China’s internet censors have cancelled hundreds of online dramas for over-emphasising the “negative aspects” of family life.

“Many micro-dramas on this theme deliberately amplify and exaggerate conflicts between husband and wife, conflicts between mother-in-law and daughter-in-law, and intergenerational conflicts through eye-catching stereotypes and abnormal and bizarre relationships,” a Communist Party censorship agency post proclaimed earlier this year.

Instead, it wants Chinese women to regard marriage as the ultimate expression of ideological bliss.

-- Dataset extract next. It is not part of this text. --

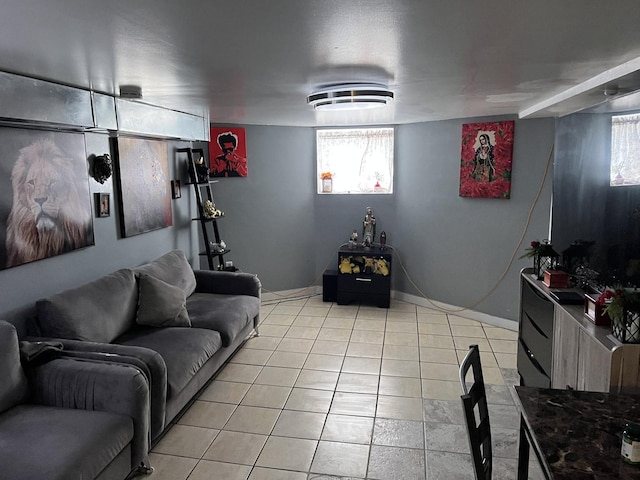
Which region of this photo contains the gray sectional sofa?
[0,321,149,480]
[30,250,261,444]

Chairman Xi, whose 24-member Politburo inner sanctum has no woman for the first time in decades, is calling on young women to “mobilise” for the good of the party.

“We need to actively cultivate a new culture of marriage and child-bearing,” Xi said, adding this could be done by “guiding young people’s views on marriage and child-bearing”.

He’s already made a start.

Late last year, popular female journalist and #MeToo movement reporter Sophia Huang was jailed for “incitement to subvert state power”.

Censorship of politically undesirable ideas is the easy first step.

But Beijing is contemplating following up on this with policy adjustments.

Flexible working hours for families?

Fertility treatment insurance cover?

State-supported egg freezing?

It already offers subsidised childcare and has made maternity leave mandatory.

That leave, however, may be behind the recent trend towards job-applicant pregnancy tests.

The SCMP reports employers are increasingly concerned about having to pay staff for six months of maternity leave.

This financial reticence puts them at odds with the Communist Party.

After all, as Chairman Xi declares: “The role of women in the great cause of national rejuvenation is irreplaceable.”